Natasha Bird, Digital Editor

I've had a pretty strong opinion on this since I was probably about 12-years-old. I fiercely object to all of the older tenets of traditional marriage that pertain to the idea of the woman being an item of property to be gifted into new ownership by one man (the father), to another (the husband).

I was 30 years old when I married my husband - a grown woman, with a career, an identity and an income. I wasn't anyone's to be inherited, I didn't need to be supported financially or looked after physically. I didn't ask my father to walk me down the aisle to give me away, because I wasn't his to give and I didn't take my husband's name because I was not now his to own either.

George Driver, Digital Beauty Editor

I'm pretty sure I'd like to get married (although the term 'wife' is still a bit gaaaaah at the moment) and if I did, I'd definitely keep my last name. It's part of my job and feels very 'me' so changing it would, as silly as it sounds, feel like I was losing a little something something of myself.

Also, it's my stepdad's surname and I love that it feels like we're all included in the same family. Which is probably pretty hypocritical if I have children in the future...

My boyfriend doesn't seem worried about it and I respect that he loves his family name as well. We could go double barrelled, but Driver-Groves is just too many Vs in one surname.

To me, we're still the same two people before and after getting married and our names reflect that.

Amy Brewster, Social Media Manager

My boyfriend and I have no plans to marry and I think a civil partnership is the closest we would get. I’m not attached to my surname, I’ve never really liked it, but I still wouldn’t take his surname - mainly because I don’t like his either.

For me, whilst I don’t like my surname, I wouldn’t just take someone else’s simply because it’s the done thing, it would have to be a name that I love and want to have as my own as opposed to it just being expected of me.

Alice-Azania Jarvis, Acting Deputy Editor

I’ve never been particularly interested in getting married - my partner and I have been together for almost eleven years, and even share a mortgage, but we have never ‘put a ring on it’. This isn’t to say we won’t – but if we do, I certainly won’t change my name. It has been part of my identity, personally and professionally, for more than 30 years - and the feminist in me questions why it’s conventionally the woman whose surname is replaced. Of course, there’s always the option of combining the two to form a double-barrelled name – but given that I already have a hyphenated first name (and a pretty unusual one at that), I’m not sure I could get away with it….

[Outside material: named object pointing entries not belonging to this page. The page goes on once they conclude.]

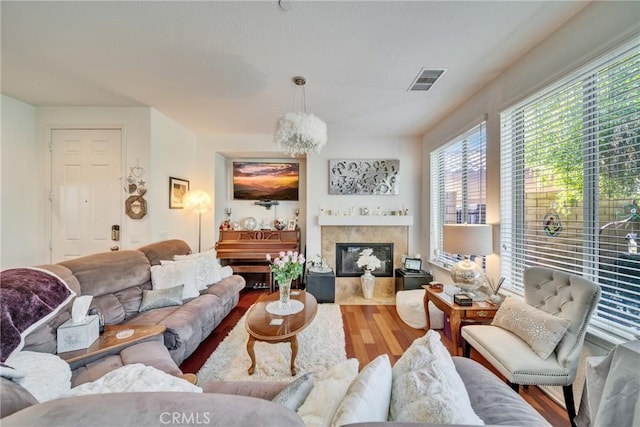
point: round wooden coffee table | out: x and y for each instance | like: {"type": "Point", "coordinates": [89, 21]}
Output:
{"type": "Point", "coordinates": [262, 326]}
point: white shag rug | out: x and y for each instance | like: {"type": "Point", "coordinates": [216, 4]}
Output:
{"type": "Point", "coordinates": [321, 345]}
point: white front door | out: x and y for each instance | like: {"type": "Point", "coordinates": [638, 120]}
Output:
{"type": "Point", "coordinates": [85, 191]}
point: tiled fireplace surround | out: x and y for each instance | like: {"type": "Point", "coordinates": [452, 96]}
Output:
{"type": "Point", "coordinates": [348, 289]}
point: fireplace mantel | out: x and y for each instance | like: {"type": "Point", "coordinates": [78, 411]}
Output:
{"type": "Point", "coordinates": [365, 220]}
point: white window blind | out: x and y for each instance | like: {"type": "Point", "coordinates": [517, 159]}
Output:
{"type": "Point", "coordinates": [458, 186]}
{"type": "Point", "coordinates": [570, 185]}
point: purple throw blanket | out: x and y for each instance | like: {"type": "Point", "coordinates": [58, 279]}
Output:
{"type": "Point", "coordinates": [28, 298]}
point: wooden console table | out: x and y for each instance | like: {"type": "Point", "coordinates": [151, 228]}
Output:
{"type": "Point", "coordinates": [478, 312]}
{"type": "Point", "coordinates": [107, 341]}
{"type": "Point", "coordinates": [246, 250]}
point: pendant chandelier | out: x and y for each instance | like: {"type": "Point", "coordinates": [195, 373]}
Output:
{"type": "Point", "coordinates": [301, 133]}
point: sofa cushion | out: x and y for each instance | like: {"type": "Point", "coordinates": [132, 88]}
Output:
{"type": "Point", "coordinates": [164, 250]}
{"type": "Point", "coordinates": [109, 272]}
{"type": "Point", "coordinates": [29, 297]}
{"type": "Point", "coordinates": [266, 390]}
{"type": "Point", "coordinates": [541, 330]}
{"type": "Point", "coordinates": [93, 370]}
{"type": "Point", "coordinates": [152, 409]}
{"type": "Point", "coordinates": [159, 298]}
{"type": "Point", "coordinates": [130, 300]}
{"type": "Point", "coordinates": [14, 397]}
{"type": "Point", "coordinates": [151, 353]}
{"type": "Point", "coordinates": [208, 267]}
{"type": "Point", "coordinates": [132, 378]}
{"type": "Point", "coordinates": [368, 396]}
{"type": "Point", "coordinates": [47, 375]}
{"type": "Point", "coordinates": [172, 273]}
{"type": "Point", "coordinates": [110, 307]}
{"type": "Point", "coordinates": [492, 399]}
{"type": "Point", "coordinates": [323, 400]}
{"type": "Point", "coordinates": [426, 387]}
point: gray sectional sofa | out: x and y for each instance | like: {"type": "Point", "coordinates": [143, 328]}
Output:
{"type": "Point", "coordinates": [248, 404]}
{"type": "Point", "coordinates": [116, 281]}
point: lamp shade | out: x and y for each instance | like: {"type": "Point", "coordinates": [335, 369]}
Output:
{"type": "Point", "coordinates": [198, 201]}
{"type": "Point", "coordinates": [467, 239]}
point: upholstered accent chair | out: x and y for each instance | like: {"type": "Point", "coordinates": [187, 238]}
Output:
{"type": "Point", "coordinates": [571, 300]}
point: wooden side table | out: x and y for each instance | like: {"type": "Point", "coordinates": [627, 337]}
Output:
{"type": "Point", "coordinates": [479, 311]}
{"type": "Point", "coordinates": [108, 342]}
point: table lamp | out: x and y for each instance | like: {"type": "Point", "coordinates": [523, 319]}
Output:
{"type": "Point", "coordinates": [467, 240]}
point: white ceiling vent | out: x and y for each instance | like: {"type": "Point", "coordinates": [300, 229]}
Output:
{"type": "Point", "coordinates": [425, 79]}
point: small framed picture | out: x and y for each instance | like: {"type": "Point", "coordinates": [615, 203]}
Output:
{"type": "Point", "coordinates": [177, 189]}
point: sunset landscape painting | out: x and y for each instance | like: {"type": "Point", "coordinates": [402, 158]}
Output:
{"type": "Point", "coordinates": [265, 181]}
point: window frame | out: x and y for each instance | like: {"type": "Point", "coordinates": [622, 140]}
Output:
{"type": "Point", "coordinates": [512, 175]}
{"type": "Point", "coordinates": [438, 191]}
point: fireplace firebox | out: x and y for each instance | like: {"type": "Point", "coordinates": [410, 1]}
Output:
{"type": "Point", "coordinates": [347, 255]}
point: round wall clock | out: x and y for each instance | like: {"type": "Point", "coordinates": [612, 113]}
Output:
{"type": "Point", "coordinates": [136, 207]}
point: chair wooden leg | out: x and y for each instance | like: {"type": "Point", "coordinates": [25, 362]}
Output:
{"type": "Point", "coordinates": [569, 403]}
{"type": "Point", "coordinates": [466, 349]}
{"type": "Point", "coordinates": [514, 387]}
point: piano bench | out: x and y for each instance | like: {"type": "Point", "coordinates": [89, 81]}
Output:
{"type": "Point", "coordinates": [243, 268]}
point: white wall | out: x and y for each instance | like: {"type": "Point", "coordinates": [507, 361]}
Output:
{"type": "Point", "coordinates": [22, 200]}
{"type": "Point", "coordinates": [314, 193]}
{"type": "Point", "coordinates": [173, 153]}
{"type": "Point", "coordinates": [596, 29]}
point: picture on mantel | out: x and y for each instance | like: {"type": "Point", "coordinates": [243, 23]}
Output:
{"type": "Point", "coordinates": [364, 177]}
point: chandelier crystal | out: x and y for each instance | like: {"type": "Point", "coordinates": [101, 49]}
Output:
{"type": "Point", "coordinates": [301, 133]}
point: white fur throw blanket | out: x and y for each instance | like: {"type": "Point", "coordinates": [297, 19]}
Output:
{"type": "Point", "coordinates": [134, 378]}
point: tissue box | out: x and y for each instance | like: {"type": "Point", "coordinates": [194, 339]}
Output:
{"type": "Point", "coordinates": [77, 335]}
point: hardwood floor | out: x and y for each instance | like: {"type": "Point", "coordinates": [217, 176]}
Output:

Charlotte Bitmead, Beauty Assistant

I’ve never really seen the appeal of getting married, other than the open bar at the wedding, but I’ve always concluded I would keep my last name. Not only are me and my sister the last ‘family heirs’ to carry on the name but since the age of 12 my friends, and even teachers, have always called me Bitmead as a nickname. It’s become part of my identity and would never want to give that up. Plus changing all my monogrammed accessories would take a lot of effort.

Clare Pennington, Picture Editor

I certainly wouldn’t say that I love my name, but I’m definitely very attached to it. It’s my nickname ‘Penners’ – and my connection to my big sister, my best friend in the world – who got married this year and bought us both necklaces with big fat Ps emblazoned on them. ‘I might be married now,’ she said, ‘but we will always be Penningtons.’ It might be to do with my mum – who changed her name for each of her three husbands – and once in-between the 2rd and 3rd. Each time felt incredibly romantic yet hopelessly impractical. I want to die with the same name I was born with – I can’t be dealing with all the admin.

Becky Burgum, Features Assistant

If I’m honest, Burgum wasn’t the nicest name to grow up with (sorry Dad). It hardly rolls off the tongue. So, I think, for the sole purpose of making my life a little easier (but only if my future-husband’s name has a nicer ring to it) then I could be tempted to change it in non-professional environments.

It would be quite nice for the family to be called a collective name, although, it does feel a strange thought, subservient almost, as if my individual identity would be lost and I become an extension of him, his ‘plus one’.